【SIDE 】
精市と会話を避けたのは拗ねたからみたいなものだった。
本気で関係を切ってしまうつもりはなかったし、そうなるとも思えなかった。
もし一度でも「諦められてしまったら」と不安になっていたのなら、それは蓮ちゃんと話したせい。
――精市が何を求めてるのか、わからなくなったから……
けど、今、すくなくとも私ははっきりしてる。
別に彼がテニスに没頭しててもそれでいいと思えるのは、私がピアノを諦めてテニス界の将軍に付き従うと決めたからじゃない。
蓮ちゃんと話したとおり、本当精市のそばにいるのは『今』だけであって……しばらくしたらきっとかわるんだろう。
――それとも、私も何かを極めようとしなければそばにいられないんだろうか?
自問自答する。
「……ごめん」
分からないけどすくなくとも私は……
ふっと気付いたことがあって――だからこそ、「彼」の声には応えられず、口を開いた。
――もし精市の側に離れるとしても、あくまで「心がちゃんと繋れた後で」の話で……
もし、精市がピアノでもなんでも上を目指さない私を嫌いだというのだとしても
変わりようがないのだ。
「二者択一だとしたら応えは一つなんだ」
だから、謝るしかなかった。
もし精市にテニスと私の二つが与えられたなら捨てられるだろう。
でもそんなことだけはないと思ってる。あいつはあれでわがままなんだ。だから絶対一つなんて選ばない。選ぶなら二つともだ。
けど、私は今余裕がない。
「だから一つだけしか無理なの」
何年もないがしろにした、一つを選んだつもりで切り捨ててしまったもう片方を大切にしたい。
きっと、通じはしないだろう。
それでも、彼は頷いた。
「いつか戻ってくるのなら」
それまで待つ。
そう告げる、彼に応えられる日は来るんだろうか。
* * * * *
「あ、えっと……もう弾かないんですか?」
聞かれたのは、気まぐれで尋ねたピアノ教室でだった。
ここには、本気でコンクールを目指す人たちだけじゃなくて、弾くことが好きで好きで仕方ない人が溢れてて……だから、舞台を降りようと決めた後もご厚意に甘えて先生とお茶しにきてたりする。無料レッスンよ、って笑ってくれる先生と、一匹の猫はテニスを見に行けないときとか、暇な時とか……ちょっとした休憩の場所なのだ。

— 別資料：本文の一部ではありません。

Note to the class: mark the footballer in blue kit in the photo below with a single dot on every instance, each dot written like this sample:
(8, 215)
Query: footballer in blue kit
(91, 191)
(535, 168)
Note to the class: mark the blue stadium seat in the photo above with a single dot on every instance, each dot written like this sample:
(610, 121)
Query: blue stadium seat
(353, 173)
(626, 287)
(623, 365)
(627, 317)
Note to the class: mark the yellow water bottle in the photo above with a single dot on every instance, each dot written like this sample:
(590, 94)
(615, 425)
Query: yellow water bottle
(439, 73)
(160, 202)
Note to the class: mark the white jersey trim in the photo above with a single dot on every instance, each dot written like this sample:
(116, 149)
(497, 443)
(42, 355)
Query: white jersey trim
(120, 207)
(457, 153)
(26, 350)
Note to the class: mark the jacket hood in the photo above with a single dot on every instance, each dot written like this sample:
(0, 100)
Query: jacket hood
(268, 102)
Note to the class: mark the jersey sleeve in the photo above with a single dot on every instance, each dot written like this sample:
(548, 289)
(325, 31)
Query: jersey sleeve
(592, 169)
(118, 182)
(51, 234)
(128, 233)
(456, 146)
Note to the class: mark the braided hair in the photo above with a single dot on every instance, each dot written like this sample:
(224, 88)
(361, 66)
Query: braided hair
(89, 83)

そんな中で、二週間ぶりにレッスンにきたという彼は突然私にむかってそういった。
先生もぎょっとしてる。
控え室を開くなりこれだから無理もない。(ついさっきまで彼はバイオリンを弾いてた。ピアノから乗り換えたといってたから今日はたまたま挨拶がてらちょっとピアノをいじってたんだろう。私もよくやるから分かる)
聞きなれた質問だったけど、知らない人だったから目をぱちぱちしていると、先生は「鳳君よ。覚えてる?貴方の前のレッスンに入ってたでしょう」と苦笑した。
突然の訪問で教えられなくてごめんなさい、その薄茶色の上品な貴婦人の目に訴えられると文句はいえない。
「ごめん覚えてなくて……」
「い、いえ……あ、俺の方だけ知ってて……よく先生と話してて……」
――言いにくそうに「ファンなんだ」って言われても……
私のほうだけ知られてるのは気分が悪いものなのだ。
昔の名前というのはちょこっとだけそっちの人には知れていて、怪我をした後……本当一部、関東圏の関係者だけだけどいろいろ言われたのだ。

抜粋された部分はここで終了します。